What I want to do i add some more functions to this class, whereas it would be able to create Acroforms (listbox, checkbox, etc), THIS would be the stuff in the “pro” module.

So if the developer had JUST gPDF, they could write Xojo code telling it to insert these action fields, but when the compiled app they created was executed, and gPDF ran across one of those commands, it would skip it, because the required method to process it was not available.

But if they simply ADDED the “pro” module, and recompiled, the results would be all features.

gPDF (example of something that I might put in the class code)
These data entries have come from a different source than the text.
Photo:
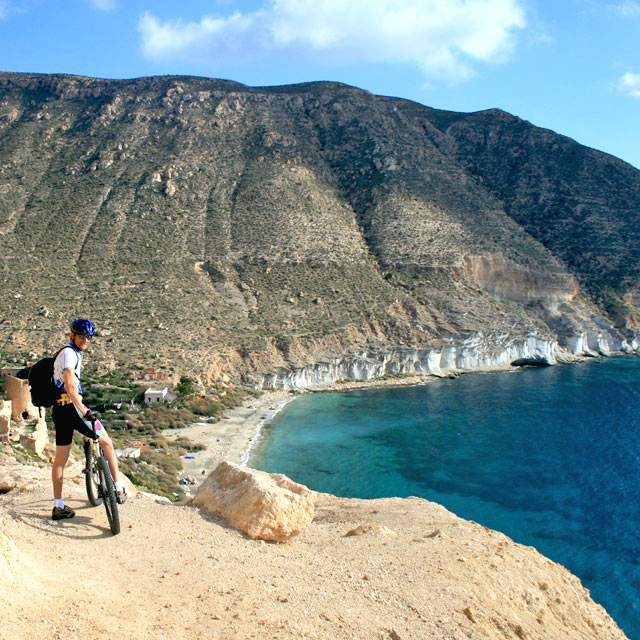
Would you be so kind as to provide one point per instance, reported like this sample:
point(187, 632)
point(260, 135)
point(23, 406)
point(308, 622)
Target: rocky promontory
point(391, 569)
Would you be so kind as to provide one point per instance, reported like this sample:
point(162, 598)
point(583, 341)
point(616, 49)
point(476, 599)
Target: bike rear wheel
point(92, 476)
point(109, 493)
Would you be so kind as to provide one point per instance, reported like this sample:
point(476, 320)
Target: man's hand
point(91, 415)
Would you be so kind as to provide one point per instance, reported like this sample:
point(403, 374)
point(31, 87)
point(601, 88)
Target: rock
point(370, 528)
point(265, 506)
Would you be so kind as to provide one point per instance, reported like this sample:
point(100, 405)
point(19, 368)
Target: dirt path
point(415, 571)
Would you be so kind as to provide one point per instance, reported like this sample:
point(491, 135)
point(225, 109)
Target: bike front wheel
point(109, 492)
point(92, 475)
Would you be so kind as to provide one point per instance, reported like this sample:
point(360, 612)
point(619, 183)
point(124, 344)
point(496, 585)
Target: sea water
point(549, 456)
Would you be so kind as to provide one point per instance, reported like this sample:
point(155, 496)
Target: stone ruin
point(20, 420)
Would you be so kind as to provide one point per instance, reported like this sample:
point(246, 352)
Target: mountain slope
point(211, 227)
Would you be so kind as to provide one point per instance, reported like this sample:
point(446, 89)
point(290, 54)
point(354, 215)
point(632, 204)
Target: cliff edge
point(410, 569)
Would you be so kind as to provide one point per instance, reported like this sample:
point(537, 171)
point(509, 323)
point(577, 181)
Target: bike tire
point(92, 476)
point(110, 500)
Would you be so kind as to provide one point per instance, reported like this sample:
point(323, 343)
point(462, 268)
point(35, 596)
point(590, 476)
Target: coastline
point(231, 438)
point(235, 436)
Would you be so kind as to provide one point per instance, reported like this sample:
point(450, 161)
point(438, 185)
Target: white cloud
point(629, 83)
point(104, 5)
point(628, 8)
point(442, 37)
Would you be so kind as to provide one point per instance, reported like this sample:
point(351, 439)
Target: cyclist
point(70, 414)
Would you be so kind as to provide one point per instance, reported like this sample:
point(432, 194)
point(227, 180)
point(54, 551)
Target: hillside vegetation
point(213, 229)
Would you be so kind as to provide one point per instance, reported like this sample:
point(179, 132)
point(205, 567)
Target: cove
point(549, 456)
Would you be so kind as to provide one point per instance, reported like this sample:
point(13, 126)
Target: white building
point(159, 396)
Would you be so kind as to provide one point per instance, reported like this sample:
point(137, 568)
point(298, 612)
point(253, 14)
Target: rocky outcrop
point(265, 506)
point(482, 352)
point(388, 568)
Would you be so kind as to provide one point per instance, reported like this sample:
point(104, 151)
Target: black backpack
point(44, 392)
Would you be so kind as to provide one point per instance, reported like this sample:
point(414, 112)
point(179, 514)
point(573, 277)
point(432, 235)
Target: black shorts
point(66, 421)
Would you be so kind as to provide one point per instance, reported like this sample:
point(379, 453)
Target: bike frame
point(99, 482)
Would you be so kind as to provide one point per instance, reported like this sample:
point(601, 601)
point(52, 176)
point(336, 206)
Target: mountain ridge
point(214, 222)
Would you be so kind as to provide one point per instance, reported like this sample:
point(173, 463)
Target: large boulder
point(262, 505)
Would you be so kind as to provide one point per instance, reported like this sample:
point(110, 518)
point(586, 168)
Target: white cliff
point(481, 352)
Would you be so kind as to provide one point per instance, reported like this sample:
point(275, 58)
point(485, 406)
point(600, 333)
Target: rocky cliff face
point(273, 234)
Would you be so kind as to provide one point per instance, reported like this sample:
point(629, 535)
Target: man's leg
point(57, 471)
point(110, 454)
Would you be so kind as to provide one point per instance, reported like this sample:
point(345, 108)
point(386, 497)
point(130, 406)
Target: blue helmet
point(83, 326)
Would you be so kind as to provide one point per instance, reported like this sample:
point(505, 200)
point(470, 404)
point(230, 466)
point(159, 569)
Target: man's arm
point(71, 388)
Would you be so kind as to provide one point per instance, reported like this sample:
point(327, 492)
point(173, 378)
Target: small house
point(159, 396)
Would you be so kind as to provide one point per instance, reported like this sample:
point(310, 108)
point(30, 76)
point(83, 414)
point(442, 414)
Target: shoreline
point(236, 435)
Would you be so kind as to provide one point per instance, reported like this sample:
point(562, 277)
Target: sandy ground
point(231, 438)
point(411, 571)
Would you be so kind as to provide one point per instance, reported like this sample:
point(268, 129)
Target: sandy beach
point(232, 438)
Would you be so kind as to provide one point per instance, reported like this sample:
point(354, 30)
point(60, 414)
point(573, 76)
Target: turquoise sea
point(549, 456)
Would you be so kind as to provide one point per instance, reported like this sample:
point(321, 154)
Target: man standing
point(69, 415)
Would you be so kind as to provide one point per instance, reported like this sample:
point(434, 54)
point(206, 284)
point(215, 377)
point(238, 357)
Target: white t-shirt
point(68, 358)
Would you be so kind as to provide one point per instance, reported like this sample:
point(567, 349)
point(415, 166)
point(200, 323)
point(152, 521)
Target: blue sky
point(569, 65)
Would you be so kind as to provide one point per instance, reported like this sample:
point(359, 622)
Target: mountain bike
point(101, 488)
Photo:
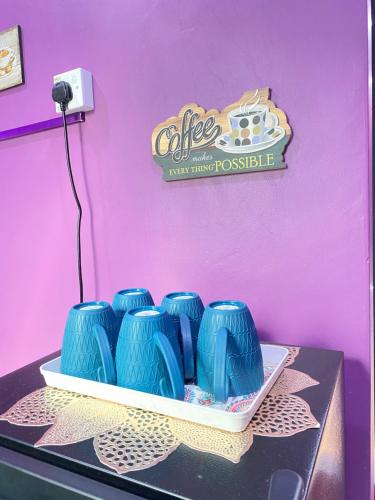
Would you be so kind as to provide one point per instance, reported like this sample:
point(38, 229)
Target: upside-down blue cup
point(186, 310)
point(148, 355)
point(89, 342)
point(130, 298)
point(229, 357)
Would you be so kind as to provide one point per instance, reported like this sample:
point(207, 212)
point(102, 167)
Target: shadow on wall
point(357, 435)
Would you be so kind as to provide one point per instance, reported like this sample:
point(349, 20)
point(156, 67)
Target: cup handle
point(187, 346)
point(220, 366)
point(107, 372)
point(175, 375)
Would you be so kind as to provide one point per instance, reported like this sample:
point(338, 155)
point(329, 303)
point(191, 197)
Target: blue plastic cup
point(186, 310)
point(148, 355)
point(130, 298)
point(89, 342)
point(229, 357)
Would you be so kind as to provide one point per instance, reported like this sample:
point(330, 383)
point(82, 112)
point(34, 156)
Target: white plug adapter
point(81, 82)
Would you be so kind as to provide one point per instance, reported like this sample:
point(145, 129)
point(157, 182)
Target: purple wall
point(293, 244)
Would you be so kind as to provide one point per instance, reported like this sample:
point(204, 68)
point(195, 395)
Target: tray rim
point(235, 418)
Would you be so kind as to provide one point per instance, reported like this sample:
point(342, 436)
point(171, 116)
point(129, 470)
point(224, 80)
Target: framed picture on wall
point(11, 63)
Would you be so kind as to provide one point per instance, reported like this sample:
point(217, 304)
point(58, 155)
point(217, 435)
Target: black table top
point(186, 473)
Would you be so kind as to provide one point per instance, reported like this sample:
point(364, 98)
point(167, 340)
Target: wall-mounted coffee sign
point(247, 136)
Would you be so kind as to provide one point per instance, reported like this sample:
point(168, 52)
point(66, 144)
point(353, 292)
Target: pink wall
point(293, 244)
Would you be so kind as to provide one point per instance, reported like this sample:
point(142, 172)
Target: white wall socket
point(81, 82)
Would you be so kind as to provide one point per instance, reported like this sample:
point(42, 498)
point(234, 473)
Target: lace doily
point(128, 439)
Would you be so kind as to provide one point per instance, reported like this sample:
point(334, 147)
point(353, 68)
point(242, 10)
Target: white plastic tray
point(234, 416)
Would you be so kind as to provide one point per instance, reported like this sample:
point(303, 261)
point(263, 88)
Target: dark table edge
point(108, 477)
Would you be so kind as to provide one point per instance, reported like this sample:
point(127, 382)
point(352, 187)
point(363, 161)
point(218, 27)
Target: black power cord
point(62, 94)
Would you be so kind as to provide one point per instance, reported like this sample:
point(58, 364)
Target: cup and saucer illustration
point(7, 61)
point(253, 128)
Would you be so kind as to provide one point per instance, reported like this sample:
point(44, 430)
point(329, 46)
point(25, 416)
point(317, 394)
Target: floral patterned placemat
point(128, 439)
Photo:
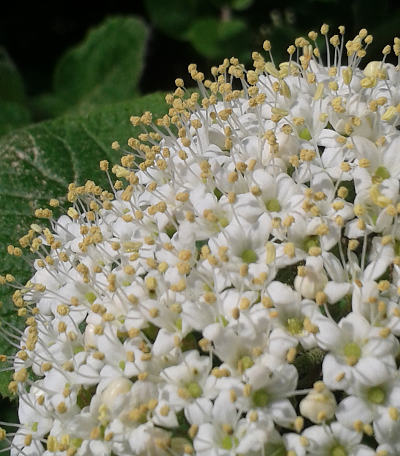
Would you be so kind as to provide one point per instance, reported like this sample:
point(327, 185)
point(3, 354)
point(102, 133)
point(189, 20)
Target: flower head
point(247, 250)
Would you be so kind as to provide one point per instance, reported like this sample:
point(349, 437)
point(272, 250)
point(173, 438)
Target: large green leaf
point(38, 163)
point(217, 39)
point(105, 68)
point(174, 16)
point(13, 113)
point(11, 84)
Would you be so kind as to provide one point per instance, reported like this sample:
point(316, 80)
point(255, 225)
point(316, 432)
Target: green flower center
point(352, 352)
point(381, 173)
point(260, 397)
point(273, 205)
point(91, 297)
point(338, 450)
point(195, 390)
point(376, 395)
point(244, 363)
point(310, 241)
point(294, 326)
point(305, 134)
point(249, 256)
point(228, 442)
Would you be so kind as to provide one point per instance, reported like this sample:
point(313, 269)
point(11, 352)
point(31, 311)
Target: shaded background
point(182, 31)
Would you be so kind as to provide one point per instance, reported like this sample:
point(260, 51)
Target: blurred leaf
point(218, 39)
point(105, 68)
point(174, 16)
point(11, 84)
point(13, 113)
point(38, 162)
point(241, 4)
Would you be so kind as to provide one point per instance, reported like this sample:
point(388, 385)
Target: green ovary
point(273, 205)
point(381, 173)
point(294, 326)
point(228, 442)
point(91, 297)
point(310, 241)
point(338, 450)
point(260, 398)
point(352, 352)
point(195, 390)
point(244, 363)
point(305, 134)
point(376, 395)
point(249, 256)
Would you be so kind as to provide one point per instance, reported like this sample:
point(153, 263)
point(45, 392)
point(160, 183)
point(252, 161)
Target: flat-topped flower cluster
point(237, 292)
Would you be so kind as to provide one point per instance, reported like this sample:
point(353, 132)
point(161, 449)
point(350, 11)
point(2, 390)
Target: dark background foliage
point(182, 31)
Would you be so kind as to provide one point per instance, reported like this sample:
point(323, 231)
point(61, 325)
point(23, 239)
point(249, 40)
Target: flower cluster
point(237, 292)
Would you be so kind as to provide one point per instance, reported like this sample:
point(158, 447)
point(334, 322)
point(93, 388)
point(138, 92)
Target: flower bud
point(319, 405)
point(313, 281)
point(119, 385)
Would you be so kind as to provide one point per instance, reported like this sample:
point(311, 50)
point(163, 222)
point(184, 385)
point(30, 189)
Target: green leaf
point(104, 68)
point(241, 5)
point(217, 39)
point(38, 163)
point(11, 84)
point(13, 113)
point(172, 17)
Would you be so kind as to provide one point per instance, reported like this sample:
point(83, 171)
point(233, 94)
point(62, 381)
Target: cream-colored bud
point(115, 388)
point(318, 406)
point(314, 279)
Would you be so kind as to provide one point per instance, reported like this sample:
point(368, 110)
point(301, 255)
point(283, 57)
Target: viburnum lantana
point(237, 290)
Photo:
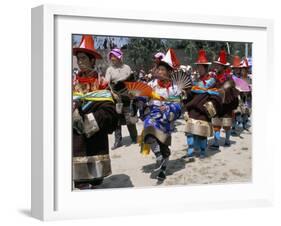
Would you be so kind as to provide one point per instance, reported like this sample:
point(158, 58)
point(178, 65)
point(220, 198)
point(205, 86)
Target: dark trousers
point(132, 131)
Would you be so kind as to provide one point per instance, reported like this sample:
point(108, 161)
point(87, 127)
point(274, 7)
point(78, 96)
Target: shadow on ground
point(116, 181)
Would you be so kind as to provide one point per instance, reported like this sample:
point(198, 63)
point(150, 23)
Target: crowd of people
point(218, 97)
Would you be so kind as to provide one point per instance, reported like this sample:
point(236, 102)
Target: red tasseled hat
point(202, 58)
point(222, 59)
point(87, 46)
point(244, 63)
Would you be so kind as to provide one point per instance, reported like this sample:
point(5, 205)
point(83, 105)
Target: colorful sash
point(99, 95)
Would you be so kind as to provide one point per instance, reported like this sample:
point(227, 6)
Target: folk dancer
point(94, 117)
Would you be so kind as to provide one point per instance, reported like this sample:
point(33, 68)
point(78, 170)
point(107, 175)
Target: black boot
point(116, 145)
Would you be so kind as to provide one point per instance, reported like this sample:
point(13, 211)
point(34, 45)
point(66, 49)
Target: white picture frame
point(52, 197)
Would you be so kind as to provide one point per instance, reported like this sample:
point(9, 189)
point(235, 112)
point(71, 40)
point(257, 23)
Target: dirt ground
point(228, 165)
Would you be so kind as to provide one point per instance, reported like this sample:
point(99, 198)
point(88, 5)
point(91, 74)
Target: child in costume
point(159, 115)
point(202, 103)
point(225, 83)
point(94, 117)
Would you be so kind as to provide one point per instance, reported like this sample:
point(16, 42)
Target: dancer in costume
point(225, 83)
point(202, 103)
point(116, 74)
point(94, 117)
point(159, 115)
point(246, 95)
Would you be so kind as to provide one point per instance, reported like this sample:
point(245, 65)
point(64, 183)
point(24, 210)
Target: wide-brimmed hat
point(244, 63)
point(222, 60)
point(159, 55)
point(116, 52)
point(202, 58)
point(236, 62)
point(170, 59)
point(87, 46)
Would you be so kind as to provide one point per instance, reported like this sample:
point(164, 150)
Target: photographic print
point(149, 112)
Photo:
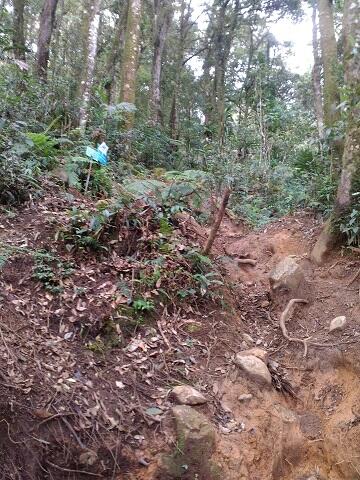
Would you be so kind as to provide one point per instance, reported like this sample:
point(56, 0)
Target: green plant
point(50, 270)
point(143, 305)
point(350, 226)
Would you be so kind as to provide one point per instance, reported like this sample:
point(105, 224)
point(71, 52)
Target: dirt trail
point(317, 434)
point(44, 366)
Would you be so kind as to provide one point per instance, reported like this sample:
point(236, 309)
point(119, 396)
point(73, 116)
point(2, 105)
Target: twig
point(216, 225)
point(354, 278)
point(70, 470)
point(245, 261)
point(61, 414)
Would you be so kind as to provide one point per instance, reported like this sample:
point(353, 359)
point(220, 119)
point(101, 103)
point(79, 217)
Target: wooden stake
point(218, 220)
point(88, 177)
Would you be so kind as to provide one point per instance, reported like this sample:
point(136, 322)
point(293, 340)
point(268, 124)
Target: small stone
point(337, 323)
point(245, 397)
point(248, 339)
point(254, 367)
point(257, 352)
point(187, 395)
point(286, 274)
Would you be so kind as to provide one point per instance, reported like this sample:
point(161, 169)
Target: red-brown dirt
point(67, 412)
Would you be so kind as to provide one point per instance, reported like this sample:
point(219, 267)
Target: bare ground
point(67, 412)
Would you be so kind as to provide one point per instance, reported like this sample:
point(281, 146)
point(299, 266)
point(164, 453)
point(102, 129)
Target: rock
point(195, 440)
point(337, 323)
point(324, 245)
point(286, 274)
point(248, 339)
point(287, 416)
point(187, 395)
point(245, 397)
point(257, 352)
point(254, 367)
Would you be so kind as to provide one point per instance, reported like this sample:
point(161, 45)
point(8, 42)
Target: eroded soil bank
point(68, 412)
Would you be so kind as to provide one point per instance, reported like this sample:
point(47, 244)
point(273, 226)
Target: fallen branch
point(247, 261)
point(216, 225)
point(305, 341)
point(354, 278)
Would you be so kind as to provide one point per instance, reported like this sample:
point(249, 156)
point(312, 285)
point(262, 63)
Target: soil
point(67, 412)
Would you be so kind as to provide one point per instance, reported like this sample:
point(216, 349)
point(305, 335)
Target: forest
point(179, 240)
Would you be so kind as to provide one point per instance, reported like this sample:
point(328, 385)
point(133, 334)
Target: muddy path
point(67, 412)
point(313, 434)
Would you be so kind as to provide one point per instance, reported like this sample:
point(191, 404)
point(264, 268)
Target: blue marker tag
point(96, 155)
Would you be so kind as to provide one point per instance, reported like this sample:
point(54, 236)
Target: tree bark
point(316, 76)
point(47, 21)
point(116, 53)
point(18, 30)
point(90, 62)
point(130, 59)
point(162, 19)
point(329, 60)
point(350, 176)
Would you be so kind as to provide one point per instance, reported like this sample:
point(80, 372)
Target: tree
point(349, 184)
point(130, 59)
point(90, 61)
point(330, 61)
point(316, 75)
point(47, 21)
point(116, 51)
point(18, 30)
point(162, 18)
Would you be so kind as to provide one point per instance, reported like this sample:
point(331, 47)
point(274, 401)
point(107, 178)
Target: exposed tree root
point(305, 341)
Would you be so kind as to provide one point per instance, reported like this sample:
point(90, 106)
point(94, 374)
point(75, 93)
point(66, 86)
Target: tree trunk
point(316, 76)
point(162, 19)
point(130, 59)
point(18, 30)
point(349, 183)
point(47, 21)
point(350, 175)
point(115, 53)
point(329, 60)
point(90, 62)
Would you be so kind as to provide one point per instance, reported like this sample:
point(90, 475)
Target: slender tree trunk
point(47, 21)
point(115, 53)
point(329, 60)
point(162, 19)
point(90, 62)
point(130, 59)
point(18, 30)
point(349, 183)
point(350, 176)
point(316, 76)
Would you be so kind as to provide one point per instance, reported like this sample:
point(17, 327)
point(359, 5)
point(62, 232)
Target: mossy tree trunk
point(18, 30)
point(330, 61)
point(47, 21)
point(316, 75)
point(130, 59)
point(94, 21)
point(349, 184)
point(162, 18)
point(350, 175)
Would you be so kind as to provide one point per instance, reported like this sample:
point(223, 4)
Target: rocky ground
point(232, 389)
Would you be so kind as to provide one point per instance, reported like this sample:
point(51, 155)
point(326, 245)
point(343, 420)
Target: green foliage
point(349, 225)
point(50, 270)
point(143, 305)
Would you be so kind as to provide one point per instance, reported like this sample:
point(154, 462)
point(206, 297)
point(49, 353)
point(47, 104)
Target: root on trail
point(286, 314)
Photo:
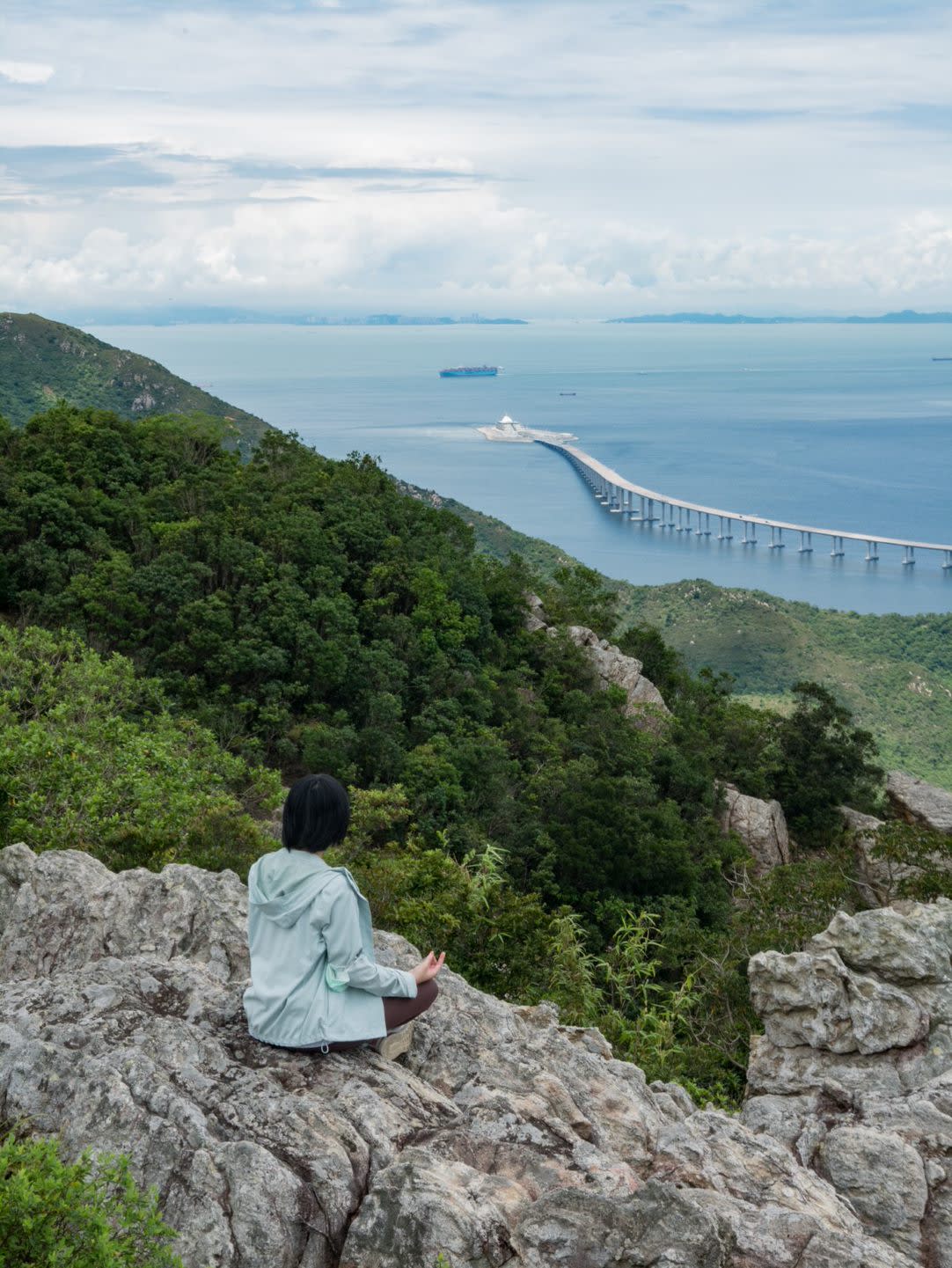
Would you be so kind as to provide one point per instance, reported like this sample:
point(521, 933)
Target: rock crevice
point(506, 1138)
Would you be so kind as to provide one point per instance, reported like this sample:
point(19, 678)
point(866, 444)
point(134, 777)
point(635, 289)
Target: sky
point(529, 158)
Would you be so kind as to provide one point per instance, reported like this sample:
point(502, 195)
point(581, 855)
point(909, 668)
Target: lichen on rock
point(505, 1139)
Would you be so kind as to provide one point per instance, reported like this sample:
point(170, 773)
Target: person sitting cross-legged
point(315, 982)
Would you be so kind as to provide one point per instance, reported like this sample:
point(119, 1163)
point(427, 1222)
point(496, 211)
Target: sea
point(847, 428)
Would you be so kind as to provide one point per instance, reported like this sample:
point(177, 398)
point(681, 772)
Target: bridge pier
point(658, 509)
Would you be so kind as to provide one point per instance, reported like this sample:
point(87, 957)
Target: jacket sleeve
point(347, 963)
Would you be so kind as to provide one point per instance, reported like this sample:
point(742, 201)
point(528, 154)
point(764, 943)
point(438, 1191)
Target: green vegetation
point(92, 759)
point(307, 614)
point(88, 1213)
point(893, 672)
point(43, 362)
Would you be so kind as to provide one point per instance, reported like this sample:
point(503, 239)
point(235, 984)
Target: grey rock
point(505, 1138)
point(535, 618)
point(874, 1118)
point(655, 1228)
point(644, 703)
point(813, 1000)
point(761, 825)
point(882, 1176)
point(917, 802)
point(904, 942)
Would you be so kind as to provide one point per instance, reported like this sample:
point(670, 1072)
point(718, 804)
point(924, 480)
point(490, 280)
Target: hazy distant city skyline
point(521, 158)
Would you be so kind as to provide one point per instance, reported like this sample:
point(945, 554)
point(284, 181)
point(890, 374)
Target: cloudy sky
point(525, 158)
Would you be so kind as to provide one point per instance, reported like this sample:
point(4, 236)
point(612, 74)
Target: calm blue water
point(847, 428)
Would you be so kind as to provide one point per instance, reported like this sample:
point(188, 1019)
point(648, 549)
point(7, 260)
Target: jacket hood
point(283, 885)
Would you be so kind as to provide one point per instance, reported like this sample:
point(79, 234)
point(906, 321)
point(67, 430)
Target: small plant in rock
point(88, 1213)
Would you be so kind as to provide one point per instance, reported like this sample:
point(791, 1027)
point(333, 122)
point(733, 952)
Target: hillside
point(43, 362)
point(894, 672)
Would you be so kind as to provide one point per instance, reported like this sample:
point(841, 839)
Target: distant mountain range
point(189, 316)
point(908, 317)
point(43, 362)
#IF <pro_module_is_available>
   IF command="TextBox" then processTextBoxCommand
#ELSE
   continue
#ENDIF

So one the suite of new “commands” is determined, I can alter gPDF ONE time, but make the actual feature dependent on if the “pro” module is part of the project or not.

No keys, no passcodes, just drop the pro-module into your project

I still recommend my superclass/subclass idea. You only need placeholders in the “Lite” superclass.

Or ship gPDFLite with placeholders, then give them gPDFPro that overrides the proper methods. They would have to find/replace gPDFLite with gPDFPro, but that should be a simple change for the users.

Maybe someone has another idea, but I’m just not seeing it.

if you sell the class is it encrypted or full source ?

if the inexpensive one is encrypted then you just have a single class and the encrypted one has a constant “Pro” that is false and turns off pro features

the Pro one would, I assume, be full source code and has that constant set to true

nice thing about it being a constant is that its folded to a literal at compile time so it not modifiable via introspection

The plan was to make it available both ways…
another way I thought of … kinda kludgy… but it would work

Lite Version

  • class
  • module (key … contains ONE line const PRO_CODE=FALSE)

Pro Version

  • Add the Pro Module
  • replace the KEY module … const PRO_CODE=true

If they change the key from FALSE to TRUE without the Pro Module, it will compile fail

You wouldn’t need the “Lite” module at all with that scheme, right? Just put the constant into the class.

Ok… somebody tell me if there are any pitfalls or unseen overhead that I’m not seeing here

Add to the ORIGINAL CLASS this method

SUB executeNewSTuff(parameters as string)
   TRY
       gPDF_Forms.executeNewStuff(parameters)
  END TRY
END SUB

If the Forms Module is included it will have the SAME named function (not that the name is important at this point)
If the Forms Module is NOT included, then the TRY fails, and the class continues on its merry way

That won’t compile. Try blocks catch runtime errors, but referencing a module that doesn’t exist is a compiler error.

Replace it with:

#if kProVersion then
  gPDF_Form.executeNewStuff(parameters)
#endif

And it will work just fine. The user will just have to flip the value of kProVersion after installing the module.